Zoetis/Elanco: pandemic pet boom brings out the animal spirits
Lockdown loneliness created unprecedented demand for four-legged friends during the pandemic. Almost 13m households in the US got a new pet between March and December last year, according to the American Pet Products Association.
Animal health companies, which make products ranging from flea collars to deworming medicine and pet vaccines, have emerged as particularly big winners. Zoetis and Elanco Animal Health, the industry’s two biggest standalone players, both raised their full-year sales forecasts this week after reporting strong third-quarter results.
Unlike pet foods, where there are always cheaper brands to trade down to, animal vaccines and medicine are not something doting pet owners will skimp on. In economics parlance, it is sticky spending.
Since it was spun out from Pfizer in early 2013, shares in Zoetis have climbed to $216 from their $26 IPO price.
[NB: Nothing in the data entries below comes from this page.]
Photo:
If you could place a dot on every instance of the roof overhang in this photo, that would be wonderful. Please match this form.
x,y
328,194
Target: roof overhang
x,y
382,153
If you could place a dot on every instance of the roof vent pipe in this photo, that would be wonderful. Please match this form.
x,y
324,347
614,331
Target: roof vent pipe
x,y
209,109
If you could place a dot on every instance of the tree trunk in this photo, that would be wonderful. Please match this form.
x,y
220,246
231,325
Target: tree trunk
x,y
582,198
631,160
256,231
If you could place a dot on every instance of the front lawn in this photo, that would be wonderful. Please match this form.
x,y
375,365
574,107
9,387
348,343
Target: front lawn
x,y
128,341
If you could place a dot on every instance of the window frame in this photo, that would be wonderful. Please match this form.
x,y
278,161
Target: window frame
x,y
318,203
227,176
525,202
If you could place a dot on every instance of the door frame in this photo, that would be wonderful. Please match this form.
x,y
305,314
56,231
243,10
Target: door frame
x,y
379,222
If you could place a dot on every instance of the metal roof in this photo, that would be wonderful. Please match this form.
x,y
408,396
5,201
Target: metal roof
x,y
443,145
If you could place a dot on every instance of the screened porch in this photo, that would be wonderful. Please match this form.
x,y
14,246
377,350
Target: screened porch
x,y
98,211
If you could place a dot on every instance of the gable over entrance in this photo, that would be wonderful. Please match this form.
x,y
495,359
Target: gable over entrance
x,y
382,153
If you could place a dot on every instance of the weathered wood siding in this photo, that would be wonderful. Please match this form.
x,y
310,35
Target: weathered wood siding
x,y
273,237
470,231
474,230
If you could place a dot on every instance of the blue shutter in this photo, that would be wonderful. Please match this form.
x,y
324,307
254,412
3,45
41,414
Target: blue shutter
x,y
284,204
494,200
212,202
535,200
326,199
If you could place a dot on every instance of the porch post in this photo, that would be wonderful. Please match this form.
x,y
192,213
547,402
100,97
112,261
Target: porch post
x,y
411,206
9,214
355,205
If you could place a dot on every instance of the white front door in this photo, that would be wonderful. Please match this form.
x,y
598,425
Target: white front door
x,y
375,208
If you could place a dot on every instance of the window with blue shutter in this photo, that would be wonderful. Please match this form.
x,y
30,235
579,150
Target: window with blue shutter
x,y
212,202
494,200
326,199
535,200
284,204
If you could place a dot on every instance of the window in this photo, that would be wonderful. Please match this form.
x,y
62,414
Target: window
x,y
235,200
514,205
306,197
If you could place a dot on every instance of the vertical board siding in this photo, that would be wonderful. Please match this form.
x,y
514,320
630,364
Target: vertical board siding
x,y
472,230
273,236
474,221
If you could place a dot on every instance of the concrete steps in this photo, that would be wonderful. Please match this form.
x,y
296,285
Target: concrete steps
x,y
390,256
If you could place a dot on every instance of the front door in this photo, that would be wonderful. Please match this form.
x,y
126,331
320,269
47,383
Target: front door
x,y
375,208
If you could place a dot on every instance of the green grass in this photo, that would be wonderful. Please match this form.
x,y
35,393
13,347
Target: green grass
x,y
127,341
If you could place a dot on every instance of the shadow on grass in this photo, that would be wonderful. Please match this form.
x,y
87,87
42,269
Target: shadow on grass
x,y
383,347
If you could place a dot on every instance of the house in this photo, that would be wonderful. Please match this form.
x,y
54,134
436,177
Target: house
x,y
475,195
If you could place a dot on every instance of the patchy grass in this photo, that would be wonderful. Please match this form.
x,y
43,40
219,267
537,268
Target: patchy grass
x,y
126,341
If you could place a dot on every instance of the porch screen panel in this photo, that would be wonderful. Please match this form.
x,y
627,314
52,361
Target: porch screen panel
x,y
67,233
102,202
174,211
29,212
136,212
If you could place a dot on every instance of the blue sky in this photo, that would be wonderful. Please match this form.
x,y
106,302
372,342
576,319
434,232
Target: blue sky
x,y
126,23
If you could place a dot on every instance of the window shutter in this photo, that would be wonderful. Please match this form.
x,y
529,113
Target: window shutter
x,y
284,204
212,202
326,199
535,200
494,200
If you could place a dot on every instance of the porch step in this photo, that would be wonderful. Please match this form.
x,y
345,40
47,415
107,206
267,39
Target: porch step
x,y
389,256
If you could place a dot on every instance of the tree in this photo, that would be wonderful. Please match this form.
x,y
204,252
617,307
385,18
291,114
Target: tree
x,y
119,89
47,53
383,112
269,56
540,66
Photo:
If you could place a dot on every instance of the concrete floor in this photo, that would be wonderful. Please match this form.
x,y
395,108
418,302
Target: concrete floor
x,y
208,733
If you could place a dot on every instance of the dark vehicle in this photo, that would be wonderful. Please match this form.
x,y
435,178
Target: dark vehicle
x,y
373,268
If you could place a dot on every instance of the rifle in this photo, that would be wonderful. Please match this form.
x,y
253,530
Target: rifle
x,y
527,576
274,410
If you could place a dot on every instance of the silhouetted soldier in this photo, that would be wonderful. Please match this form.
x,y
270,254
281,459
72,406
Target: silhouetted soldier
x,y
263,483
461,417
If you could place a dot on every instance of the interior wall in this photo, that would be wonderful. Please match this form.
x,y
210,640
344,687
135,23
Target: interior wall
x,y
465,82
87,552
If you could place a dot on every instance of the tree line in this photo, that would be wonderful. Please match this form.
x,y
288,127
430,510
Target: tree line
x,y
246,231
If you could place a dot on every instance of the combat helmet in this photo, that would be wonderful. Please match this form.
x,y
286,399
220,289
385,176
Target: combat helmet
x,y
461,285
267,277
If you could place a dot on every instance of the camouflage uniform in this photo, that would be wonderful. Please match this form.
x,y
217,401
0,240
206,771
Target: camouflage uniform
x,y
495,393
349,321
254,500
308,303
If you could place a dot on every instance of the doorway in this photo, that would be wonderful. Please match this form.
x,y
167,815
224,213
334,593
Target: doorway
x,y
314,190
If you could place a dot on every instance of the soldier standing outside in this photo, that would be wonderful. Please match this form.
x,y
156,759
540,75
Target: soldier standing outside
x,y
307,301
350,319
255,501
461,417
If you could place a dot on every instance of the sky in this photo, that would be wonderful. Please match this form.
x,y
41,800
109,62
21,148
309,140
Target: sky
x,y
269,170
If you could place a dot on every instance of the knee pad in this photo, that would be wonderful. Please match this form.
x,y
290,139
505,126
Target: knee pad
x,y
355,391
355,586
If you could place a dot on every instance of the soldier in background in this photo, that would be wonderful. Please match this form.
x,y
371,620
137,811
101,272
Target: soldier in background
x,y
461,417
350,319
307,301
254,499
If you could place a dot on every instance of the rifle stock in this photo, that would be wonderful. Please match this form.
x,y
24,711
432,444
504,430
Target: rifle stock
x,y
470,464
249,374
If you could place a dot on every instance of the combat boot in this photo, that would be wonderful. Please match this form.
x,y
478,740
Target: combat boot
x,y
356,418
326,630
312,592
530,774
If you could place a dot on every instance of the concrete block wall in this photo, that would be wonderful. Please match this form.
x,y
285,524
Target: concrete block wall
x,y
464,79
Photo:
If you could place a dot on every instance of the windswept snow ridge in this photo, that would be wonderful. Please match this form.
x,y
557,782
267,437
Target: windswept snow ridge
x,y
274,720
The stock is up a third this year alone, to give the company a $102bn market valuation. Elanco, itself spun out from drugmaker Eli Lilly in 2018, is smaller, with a market cap of just $16bn. But it has been bulking up through a series of acquisitions, most recently buying Bayer’s animal-health unit in 2019. The stock is up 15 per cent this year. Yet at 30 times forward earnings, it trades at a discount to Zoetis, which is on a multiple of 45 times.
This gap is understandable. Zoetis is the safer bet. The company is not only bigger, it is also more profitable. Its ebitda margin of 43 per cent is almost twice that of Elanco. That is because, unlike Elanco, Zoetis is less exposed to the livestock medicine market. It gets about 38 per cent of its revenue from livestock drugs, compared with about 50 per cent at Elanco. Pushback by consumers and regulators against the use of antibiotics in food products has hurt demand.
Zoetis’s strong positioning in the companion animal market means sales continue to have room to run. Investors should lap up the shares while they can.